Fazla çalışmanın ispatı konusunda işyeri kayıtları, özellikle işyerine giriş çıkışı gösteren belgeler, işyeri iç yazışmaları delil niteliğindedir. Ancak, fazla çalışmanın yazılı belgelerle kanıtlanamaması durumunda tanık beyanları ile sonuca gidilmesi gerekir. Bunun dışında herkesçe bilinen genel bazı vakıalar da bu noktada göz önüne alınabilir. İşçinin fiilen yaptığı işin niteliği ve yoğunluğuna göre de fazla çalışma olup olmadığı araştırılmalıdır.
Somut uyuşmazlıkta, davacı fazla çalışma ücreti alacağı ile birlikte hafta tatili ücreti alacağını da talep etmiş ve Mahkemece her iki alacağın kabulüne karar verilmiştir. Mahkemece karara esas teşkil eden bilirkişi raporunda tanık beyanlarına göre davacının bir hafta yedi bir hafta altı gün olmak üzere günde on iki saatlik iki vardiya şeklinde iki saat ara dinlenme ile haftalık ortalama yirmi saat fazla mesai yaptığı kabulü ile fazla çalışma alacağının hesaplandığı anlaşılmaktadır.
Davacının fazla mesai ücreti, hafta tatili ücreti talebi dikkate alınmaksızın, mükerrer ödemeye yol açacak şekilde hesaplanmıştır. Davacı lehine ayrıca hafta tatili ücretine hükmedildiğinden, mükerrer ödemenin önüne geçilebilmesi için hafta tatili günlerindeki fazla çalışmanın iki buçuk saat olarak hesaplamaya dahil edilmesi gereklidir. Hal böyle olunca davacının fazla mesaisi, haftalık ortalama on altı buçuk saat fazla çalıştığı kabulüne göre hesaplanması gerekirken yazılı şekilde hüküm kurulması hatalıdır.
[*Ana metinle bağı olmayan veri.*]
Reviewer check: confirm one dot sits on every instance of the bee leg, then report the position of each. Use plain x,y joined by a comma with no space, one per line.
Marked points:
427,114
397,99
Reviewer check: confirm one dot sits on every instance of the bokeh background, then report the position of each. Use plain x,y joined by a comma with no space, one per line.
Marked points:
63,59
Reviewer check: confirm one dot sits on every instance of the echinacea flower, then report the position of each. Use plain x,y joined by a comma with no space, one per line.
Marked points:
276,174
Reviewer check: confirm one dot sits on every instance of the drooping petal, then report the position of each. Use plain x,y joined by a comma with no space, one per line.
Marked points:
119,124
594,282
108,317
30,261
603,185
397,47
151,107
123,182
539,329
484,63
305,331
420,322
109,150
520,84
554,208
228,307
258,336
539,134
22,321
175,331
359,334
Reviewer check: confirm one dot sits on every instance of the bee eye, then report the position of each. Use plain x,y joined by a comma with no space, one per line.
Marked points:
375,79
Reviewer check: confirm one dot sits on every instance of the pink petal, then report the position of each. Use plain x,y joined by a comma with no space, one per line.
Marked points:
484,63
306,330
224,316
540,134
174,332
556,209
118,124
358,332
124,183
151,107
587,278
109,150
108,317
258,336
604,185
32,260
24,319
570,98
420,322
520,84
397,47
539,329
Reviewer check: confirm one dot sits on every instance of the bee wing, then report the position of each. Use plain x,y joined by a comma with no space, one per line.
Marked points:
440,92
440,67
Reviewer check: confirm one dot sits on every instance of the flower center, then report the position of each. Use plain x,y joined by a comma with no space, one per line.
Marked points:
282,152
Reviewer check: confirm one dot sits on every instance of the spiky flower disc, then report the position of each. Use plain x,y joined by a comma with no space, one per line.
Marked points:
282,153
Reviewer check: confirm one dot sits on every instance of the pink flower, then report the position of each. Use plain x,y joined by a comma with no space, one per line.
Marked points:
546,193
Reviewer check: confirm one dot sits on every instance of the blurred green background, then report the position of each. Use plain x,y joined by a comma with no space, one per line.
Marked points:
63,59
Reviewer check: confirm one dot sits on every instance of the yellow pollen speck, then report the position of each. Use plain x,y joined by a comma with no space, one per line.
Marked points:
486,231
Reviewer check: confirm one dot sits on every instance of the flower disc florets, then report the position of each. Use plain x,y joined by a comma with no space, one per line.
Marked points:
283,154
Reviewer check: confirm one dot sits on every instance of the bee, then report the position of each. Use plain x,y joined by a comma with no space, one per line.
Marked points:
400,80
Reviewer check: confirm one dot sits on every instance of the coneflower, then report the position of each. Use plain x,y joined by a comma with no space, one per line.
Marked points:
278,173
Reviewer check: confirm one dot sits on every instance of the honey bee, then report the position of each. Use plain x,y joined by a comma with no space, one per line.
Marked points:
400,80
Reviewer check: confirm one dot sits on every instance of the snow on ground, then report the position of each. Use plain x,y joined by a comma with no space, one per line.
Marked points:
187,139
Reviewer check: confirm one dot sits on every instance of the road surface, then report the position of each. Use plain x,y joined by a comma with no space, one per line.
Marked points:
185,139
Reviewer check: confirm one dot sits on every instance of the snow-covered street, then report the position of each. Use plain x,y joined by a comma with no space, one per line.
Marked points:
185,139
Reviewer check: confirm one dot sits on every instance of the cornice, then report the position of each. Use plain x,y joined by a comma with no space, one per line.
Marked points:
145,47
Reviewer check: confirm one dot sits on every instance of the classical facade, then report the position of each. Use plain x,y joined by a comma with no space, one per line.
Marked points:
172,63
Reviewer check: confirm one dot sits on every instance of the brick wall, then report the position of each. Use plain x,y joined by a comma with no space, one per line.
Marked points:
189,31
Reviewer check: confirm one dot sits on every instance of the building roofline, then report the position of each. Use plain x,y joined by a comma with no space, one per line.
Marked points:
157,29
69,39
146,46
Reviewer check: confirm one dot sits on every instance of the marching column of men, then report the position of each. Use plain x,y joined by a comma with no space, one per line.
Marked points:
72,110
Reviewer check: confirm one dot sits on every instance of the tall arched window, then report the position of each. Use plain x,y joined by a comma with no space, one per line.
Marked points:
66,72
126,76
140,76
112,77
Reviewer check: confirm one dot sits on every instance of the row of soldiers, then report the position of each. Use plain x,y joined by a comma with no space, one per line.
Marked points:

3-Zamanaşımı, alacak hakkının belli bir süre kullanılmaması yüzünden dava edilebilme niteliğinden yoksun kalmasını ifade eder. Bu tanımdan da anlaşılacağı üzere zamanaşımı, alacak hakkını sona erdirmeyip sadece onu "eksik bir borç" haline dönüştürür ve "alacağın dava edilebilme özelliği"ni ortadan kaldırır.
Uygulamada, fazlaya ilişkin hakların saklı tutulması, dava açma tekniği bakımından, tümü ihlal ya da inkâr olunan hakkın ancak bir bölümünün dava edilmesi, diğer bölümüne ait dava ve talep hakkının bazı nedenlerle geleceğe bırakılması anlamına gelir. Yargıtay Hukuk Genel Kurulunca benimsenmiş ilkeye göre, kısmi davada fazlaya ilişkin hakların saklı tutulmuş olması, saklı tutulan kesim için zamanaşımını kesmez, zamanaşımı, alacağın yalnız kısmi dava konusu yapılan miktar için kesilir.
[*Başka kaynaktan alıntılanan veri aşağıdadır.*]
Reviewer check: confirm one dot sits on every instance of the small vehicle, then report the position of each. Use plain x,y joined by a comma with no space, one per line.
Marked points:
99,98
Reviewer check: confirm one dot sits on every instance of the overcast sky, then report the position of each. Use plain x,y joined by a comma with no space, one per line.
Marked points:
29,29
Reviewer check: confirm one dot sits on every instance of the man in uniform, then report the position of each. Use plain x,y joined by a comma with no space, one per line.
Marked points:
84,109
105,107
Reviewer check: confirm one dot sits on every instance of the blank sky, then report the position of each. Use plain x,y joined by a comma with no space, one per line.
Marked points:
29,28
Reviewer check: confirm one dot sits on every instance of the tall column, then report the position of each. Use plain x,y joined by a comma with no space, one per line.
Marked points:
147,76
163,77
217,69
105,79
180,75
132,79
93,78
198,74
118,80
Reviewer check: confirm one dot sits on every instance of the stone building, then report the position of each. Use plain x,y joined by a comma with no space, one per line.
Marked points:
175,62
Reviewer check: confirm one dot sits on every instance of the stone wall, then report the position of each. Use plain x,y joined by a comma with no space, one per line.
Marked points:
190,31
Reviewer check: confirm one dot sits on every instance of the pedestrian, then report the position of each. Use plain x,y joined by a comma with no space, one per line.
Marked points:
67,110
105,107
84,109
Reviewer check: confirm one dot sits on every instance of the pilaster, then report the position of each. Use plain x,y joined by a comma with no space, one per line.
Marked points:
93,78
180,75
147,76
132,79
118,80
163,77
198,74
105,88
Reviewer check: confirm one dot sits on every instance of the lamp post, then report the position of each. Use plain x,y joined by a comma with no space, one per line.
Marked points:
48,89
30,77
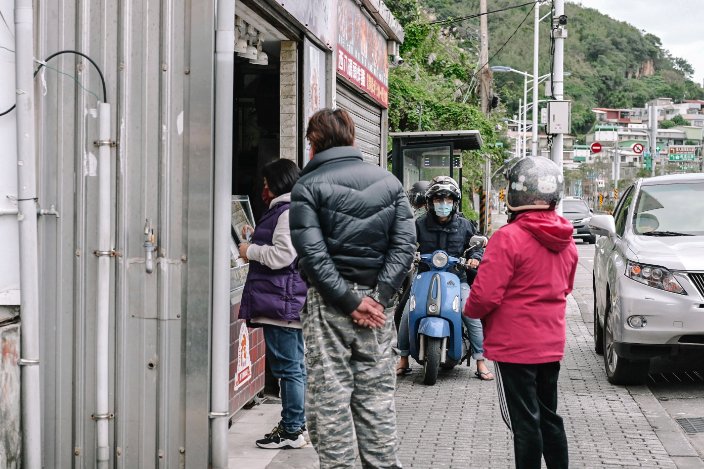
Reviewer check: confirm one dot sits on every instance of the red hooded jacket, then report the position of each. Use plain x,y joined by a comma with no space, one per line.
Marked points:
520,292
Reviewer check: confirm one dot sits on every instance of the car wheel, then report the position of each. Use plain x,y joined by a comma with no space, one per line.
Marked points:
620,370
598,330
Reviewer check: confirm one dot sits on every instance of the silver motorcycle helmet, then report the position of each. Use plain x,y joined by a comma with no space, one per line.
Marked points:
444,186
534,183
416,195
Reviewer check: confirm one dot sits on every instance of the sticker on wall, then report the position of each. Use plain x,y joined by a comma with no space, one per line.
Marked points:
244,360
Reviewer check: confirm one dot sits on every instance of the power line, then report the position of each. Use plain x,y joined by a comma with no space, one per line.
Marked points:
68,51
462,18
509,38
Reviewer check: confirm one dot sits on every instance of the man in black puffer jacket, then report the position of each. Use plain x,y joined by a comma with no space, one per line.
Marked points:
352,227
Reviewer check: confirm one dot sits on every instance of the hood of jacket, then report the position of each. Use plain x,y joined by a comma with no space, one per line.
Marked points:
550,229
335,153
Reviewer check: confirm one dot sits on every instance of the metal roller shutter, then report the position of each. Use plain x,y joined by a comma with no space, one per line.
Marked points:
367,122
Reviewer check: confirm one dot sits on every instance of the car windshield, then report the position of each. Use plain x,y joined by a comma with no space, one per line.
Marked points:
575,208
670,210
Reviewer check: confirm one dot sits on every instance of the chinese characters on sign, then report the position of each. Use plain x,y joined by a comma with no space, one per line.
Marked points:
682,153
350,68
361,52
244,360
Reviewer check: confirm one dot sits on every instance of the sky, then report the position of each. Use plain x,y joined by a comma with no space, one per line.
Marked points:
678,24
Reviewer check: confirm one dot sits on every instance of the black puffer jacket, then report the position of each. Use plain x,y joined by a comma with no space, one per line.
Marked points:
351,221
452,237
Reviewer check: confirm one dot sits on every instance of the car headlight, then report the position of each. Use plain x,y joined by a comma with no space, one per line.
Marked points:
654,276
440,260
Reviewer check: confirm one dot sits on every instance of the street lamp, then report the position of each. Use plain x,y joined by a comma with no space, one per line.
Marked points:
526,75
534,104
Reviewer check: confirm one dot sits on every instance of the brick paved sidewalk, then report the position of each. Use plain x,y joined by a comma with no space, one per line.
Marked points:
457,424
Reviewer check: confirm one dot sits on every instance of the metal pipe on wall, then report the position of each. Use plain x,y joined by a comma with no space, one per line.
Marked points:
222,195
27,218
102,326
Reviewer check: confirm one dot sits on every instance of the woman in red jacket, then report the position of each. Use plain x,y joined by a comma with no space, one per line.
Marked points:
520,294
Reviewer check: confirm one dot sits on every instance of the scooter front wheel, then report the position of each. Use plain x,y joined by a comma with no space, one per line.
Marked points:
433,349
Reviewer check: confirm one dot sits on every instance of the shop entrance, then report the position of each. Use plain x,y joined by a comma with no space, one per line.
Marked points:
256,124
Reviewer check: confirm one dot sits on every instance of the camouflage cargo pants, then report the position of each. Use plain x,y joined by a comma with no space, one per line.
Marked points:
351,384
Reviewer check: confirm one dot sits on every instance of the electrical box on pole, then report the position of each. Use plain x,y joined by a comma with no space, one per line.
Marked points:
559,120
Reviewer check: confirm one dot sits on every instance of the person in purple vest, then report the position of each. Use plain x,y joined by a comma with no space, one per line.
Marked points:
273,296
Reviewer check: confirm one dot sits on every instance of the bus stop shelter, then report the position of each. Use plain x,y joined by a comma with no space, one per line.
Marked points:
420,156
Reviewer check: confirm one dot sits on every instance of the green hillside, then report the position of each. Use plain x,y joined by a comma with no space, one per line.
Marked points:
612,64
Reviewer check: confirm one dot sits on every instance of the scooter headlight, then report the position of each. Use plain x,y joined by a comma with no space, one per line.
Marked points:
440,260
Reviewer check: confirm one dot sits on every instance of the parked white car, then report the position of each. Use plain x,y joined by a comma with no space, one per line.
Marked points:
649,276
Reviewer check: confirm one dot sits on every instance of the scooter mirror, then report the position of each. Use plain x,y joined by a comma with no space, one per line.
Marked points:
478,241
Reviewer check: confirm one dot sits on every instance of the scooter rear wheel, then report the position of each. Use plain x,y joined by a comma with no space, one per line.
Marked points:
433,350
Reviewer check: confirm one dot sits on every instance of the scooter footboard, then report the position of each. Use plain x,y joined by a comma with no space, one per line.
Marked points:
440,328
434,327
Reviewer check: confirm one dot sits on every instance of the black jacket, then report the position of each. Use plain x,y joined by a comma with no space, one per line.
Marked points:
351,221
452,237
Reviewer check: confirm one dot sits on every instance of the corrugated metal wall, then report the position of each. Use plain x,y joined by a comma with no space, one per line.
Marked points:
367,121
157,59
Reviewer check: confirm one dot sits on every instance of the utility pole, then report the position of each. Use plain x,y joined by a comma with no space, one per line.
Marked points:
653,130
536,42
559,34
485,96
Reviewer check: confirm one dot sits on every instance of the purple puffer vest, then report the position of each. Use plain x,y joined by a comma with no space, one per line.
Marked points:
275,294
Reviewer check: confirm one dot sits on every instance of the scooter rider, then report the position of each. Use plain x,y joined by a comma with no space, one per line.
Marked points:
416,195
444,228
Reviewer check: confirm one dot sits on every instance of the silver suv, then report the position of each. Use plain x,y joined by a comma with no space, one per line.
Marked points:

Dava konusunun ıslah yoluyla arttırılması durumunda, 1086 sayılı HUMK hükümlerinin uygulandığı dönemde, ıslah dilekçesinin tebliğini izleyen ilk oturuma kadar ya da ilk oturumda yapılan zamanaşımı defi de ıslaha konu alacaklar yönünden hüküm ifade eder. Ancak Hukuk Muhakemeleri Kanunu’nun yürürlüğe girdiği 01.10.2011 tarihinden sonraki uygulamada, 371/2 ve 319. maddeler uyarınca ıslah dilekçesinin davalı tarafa tebliği üzerine iki haftalık süre içinde ıslaha konu kısımlar için zamanaşımı definde bulunulabileceği kabul edilmelidir.
Somut olayda, dava kısmi alacak davası olarak açılmış ve sonuçlandırılmıştır. Davalı vekili, davacının ıslah dilekçesine karşı kanuni süre içerisinde zaman aşımı def"inde bulunmuştur. Bu durumda, davacının hak kazandığı alacaklarının miktarının yöntemine uygun biçimde ileri sürülen ıslaha karşı zamanaşımı def"i değerlendirilerek belirlenmesi gerekmektedir.
Davalı vekilinin ıslah dilekçesine karşı süresinde ileri sürdüğü zamanaşımı defi değerlendirilmeksizin hüküm kurulması hatalı olup bozma sebebidir.
SONUÇ: Temyiz olunan hükmün yukarıda açıklanan sebeplerden BOZULMASINA, peşin alınan temyiz harcının istek halinde ilgiliye iadesine, 07.06.2018 gününde oybirliğiyle karar verildi.